I had bubur cha-cha at Cynthia’s house last night, skilfully prepared by Robert, who is an accomplished cook in his own right. He added water chestnut, too, in addition to all the usual ingredients. Incidentally, I have already bought the stuff for making the same dessert when I went grocery shopping earlier and had planned to cook it today which I did. I threw caution to the wind and indulged again today with an extra large bowl. Now, the pangs of guilt are slowly settling in. It will be a very long time again when I commit another dietary sin like this. It was fun while it lasted though.
(This recipe is adapted from The Star’s Nyonya Flavours cookbook.)
300g yam, diced
300g sweet potato, diced
80g black-eyed beans, soaked in hot water for 2 hours
100g sago pearls
100g tapioca starch
3 cups thick coconut milk
100g sugar, or to taste
3 pandan leaves, knotted
Steam yam and sweet potato separately until soft (about 20 minutes) and set aside.
Remove the beans from the water it had been soaking in and cook in boiling water until soft. Remove and set aside.

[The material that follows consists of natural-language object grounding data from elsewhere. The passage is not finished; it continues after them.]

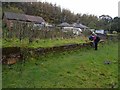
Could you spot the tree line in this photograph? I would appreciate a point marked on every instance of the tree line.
(54, 14)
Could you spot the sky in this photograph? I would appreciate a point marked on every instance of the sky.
(94, 7)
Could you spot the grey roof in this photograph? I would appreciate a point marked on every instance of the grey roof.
(23, 17)
(79, 25)
(65, 24)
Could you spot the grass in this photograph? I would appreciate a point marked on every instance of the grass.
(39, 43)
(83, 68)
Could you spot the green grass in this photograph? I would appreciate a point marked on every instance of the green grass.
(83, 68)
(41, 43)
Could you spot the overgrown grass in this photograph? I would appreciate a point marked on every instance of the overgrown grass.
(40, 42)
(84, 68)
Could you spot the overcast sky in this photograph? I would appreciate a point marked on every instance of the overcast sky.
(95, 7)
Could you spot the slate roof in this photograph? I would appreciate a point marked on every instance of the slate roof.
(65, 24)
(23, 17)
(79, 25)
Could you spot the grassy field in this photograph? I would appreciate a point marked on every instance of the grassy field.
(40, 43)
(84, 68)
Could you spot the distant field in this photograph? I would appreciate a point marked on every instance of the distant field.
(84, 68)
(40, 42)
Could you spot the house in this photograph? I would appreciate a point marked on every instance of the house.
(79, 25)
(100, 31)
(64, 24)
(10, 17)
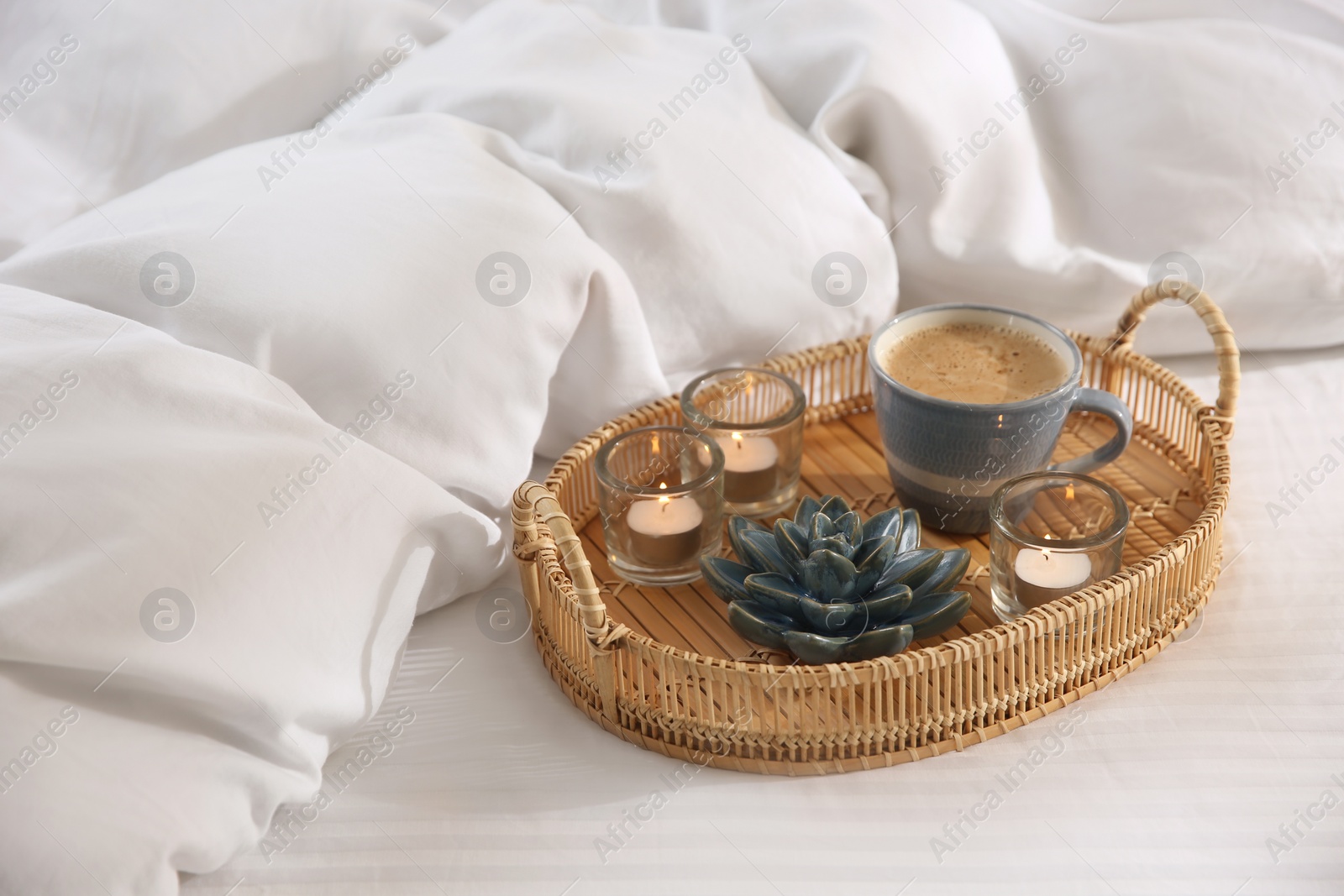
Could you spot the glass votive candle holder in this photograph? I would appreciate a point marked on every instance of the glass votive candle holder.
(1052, 535)
(660, 501)
(756, 418)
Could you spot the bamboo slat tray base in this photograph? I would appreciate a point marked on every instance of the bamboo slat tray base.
(663, 669)
(844, 457)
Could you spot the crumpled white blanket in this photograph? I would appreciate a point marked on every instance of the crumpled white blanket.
(456, 250)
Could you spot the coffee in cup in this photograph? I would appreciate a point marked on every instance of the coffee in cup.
(969, 396)
(974, 363)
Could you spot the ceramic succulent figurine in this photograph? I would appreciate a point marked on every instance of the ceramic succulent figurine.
(831, 589)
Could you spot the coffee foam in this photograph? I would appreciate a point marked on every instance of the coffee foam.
(974, 363)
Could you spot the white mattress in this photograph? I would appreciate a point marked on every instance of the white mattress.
(1175, 782)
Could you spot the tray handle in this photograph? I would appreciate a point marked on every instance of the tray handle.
(534, 504)
(1225, 343)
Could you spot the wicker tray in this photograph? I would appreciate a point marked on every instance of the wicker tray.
(663, 669)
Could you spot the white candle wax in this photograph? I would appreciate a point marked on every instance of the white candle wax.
(665, 532)
(748, 453)
(1045, 575)
(750, 466)
(665, 516)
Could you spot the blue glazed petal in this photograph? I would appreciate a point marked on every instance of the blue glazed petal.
(936, 613)
(835, 506)
(777, 593)
(759, 624)
(808, 508)
(833, 543)
(763, 553)
(909, 569)
(909, 539)
(889, 604)
(726, 578)
(816, 649)
(790, 539)
(882, 524)
(952, 566)
(874, 564)
(850, 620)
(831, 618)
(822, 527)
(828, 577)
(737, 526)
(851, 527)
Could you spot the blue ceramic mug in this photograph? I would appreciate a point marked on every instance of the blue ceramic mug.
(947, 458)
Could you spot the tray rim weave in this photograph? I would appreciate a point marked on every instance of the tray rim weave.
(585, 661)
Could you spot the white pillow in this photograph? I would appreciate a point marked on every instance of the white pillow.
(98, 98)
(360, 273)
(144, 731)
(727, 219)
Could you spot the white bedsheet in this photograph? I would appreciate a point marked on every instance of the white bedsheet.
(1173, 782)
(1163, 128)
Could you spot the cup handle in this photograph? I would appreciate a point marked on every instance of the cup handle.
(1100, 402)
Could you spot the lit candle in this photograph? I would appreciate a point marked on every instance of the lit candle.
(665, 532)
(1043, 575)
(750, 468)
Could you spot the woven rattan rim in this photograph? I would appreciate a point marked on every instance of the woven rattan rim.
(555, 570)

Cook sago pearls in a pot of boiling until they become translucent (about one half hour). Remove and set aside.
Using a spatula, add boiling water to the tapioca starch in a mixing bowl, bit by bit until it becomes doughy. Mix well. When it can be handled with bare hands, roll into 1cm thickness and cut into strips. Cook in boiling water until they become translucent (about one half hour). Remove and soak in iced water until needed.
Put coconut milk, sugar and knotted pandan leaves into a pot and bring to a gentle boil, stirring continuously. Add yam, sweet potato, black-eyed beans, tapioca jelly and sago pearls and mix well. Serve hot or cold.